Tout cela pour dire que la pompe à insuline ne relève pas de la priorité gouvernementale, Monsieur. Pour nous, qui aimerions aussi être pris en considération, c’est une question de justice et de santé. Au nom de toutes les personnes aux prises avec le diabète de type 1, je vous prie de faire preuve d’intégrité en permettant aux adultes d’avoir recours au programme d’accès aux pompes à insuline remboursé par la Régie de l’assurance maladie du Québec (RAMQ) au même titre que la population juvénile.
1 Liste de complications liées au diabète de type 1: « https://www.diabete.qc.ca/le-diabete/informations- sur-le-diabete/complications/ »
2 Selon le gouvernement canadien, «En 2015, 25 % des Canadiennes et des Canadiens atteints de diabète on indiqué que leur adhésion au traitement dépendait du coût, et que dans certains cas, ils rationnaient les médicaments pour économiser de l’argent. Un diabète non contrôlé peut avoir des conséquences très graves sur la santé à court et à long terme et représente un fardeau pour les individus, les familles et la société canadienne. Le diabète et ses complications, notamment les crises cardiaques, les accidents vasculaires cérébraux, les insuffisances rénales, la cécité et les amputations, entraînent des coûts élevés et inutiles en raison de la perte de productivité et de l’utilisation accrue du système de soins de santé.
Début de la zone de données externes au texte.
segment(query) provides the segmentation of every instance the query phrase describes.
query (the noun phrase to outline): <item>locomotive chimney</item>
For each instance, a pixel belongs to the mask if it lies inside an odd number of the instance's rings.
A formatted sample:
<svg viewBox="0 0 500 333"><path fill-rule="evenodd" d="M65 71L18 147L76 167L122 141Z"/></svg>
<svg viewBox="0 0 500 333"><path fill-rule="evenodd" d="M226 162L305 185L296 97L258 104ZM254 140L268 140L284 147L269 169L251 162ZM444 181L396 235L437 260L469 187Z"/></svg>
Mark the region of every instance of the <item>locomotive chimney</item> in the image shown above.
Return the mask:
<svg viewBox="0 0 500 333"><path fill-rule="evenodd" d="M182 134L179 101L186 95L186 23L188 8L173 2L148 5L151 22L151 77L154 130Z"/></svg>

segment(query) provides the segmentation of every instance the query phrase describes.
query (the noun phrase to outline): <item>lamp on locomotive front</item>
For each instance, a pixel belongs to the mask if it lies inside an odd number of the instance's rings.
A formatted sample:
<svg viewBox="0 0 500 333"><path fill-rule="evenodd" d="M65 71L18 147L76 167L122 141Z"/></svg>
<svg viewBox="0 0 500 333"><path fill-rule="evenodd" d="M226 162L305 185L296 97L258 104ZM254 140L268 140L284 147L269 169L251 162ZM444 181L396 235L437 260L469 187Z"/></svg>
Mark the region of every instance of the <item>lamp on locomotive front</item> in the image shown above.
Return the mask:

Le coût total du diabète pour le système de santé est estimé à environ 27 milliards de dollars en 2018 et pourrait dépasser 39 milliards de dollars d’ici 2028.» https://www.canada.ca/fr/sante-canada/nouvelles/2024/02/acces-universel-aux-medicaments-contre- le-diabete-et-fonds-pour-les-dispositifs-et-les-fournitures-pour-le-traitement-du-diabete.html:
3 Critères d’admissibilité du programme d’accès aux pompes à insuline:
Prendre la glycémie capillaire à chaque repas et au coucher.
Maintenir un registre de glycémie/glucides.
Participer au programme de formation sur l’utilisation de la pompe à insuline.
Être suivi par un médecin.
Assister à un minimum de 3 rencontres par année sur la formation en suivi des soins diabétiques.
S’assurer de tenir à jour ses connaissances sur les soins des personnes diabétiques,
Maîtriser le concept sur le calcul avancé des glucides.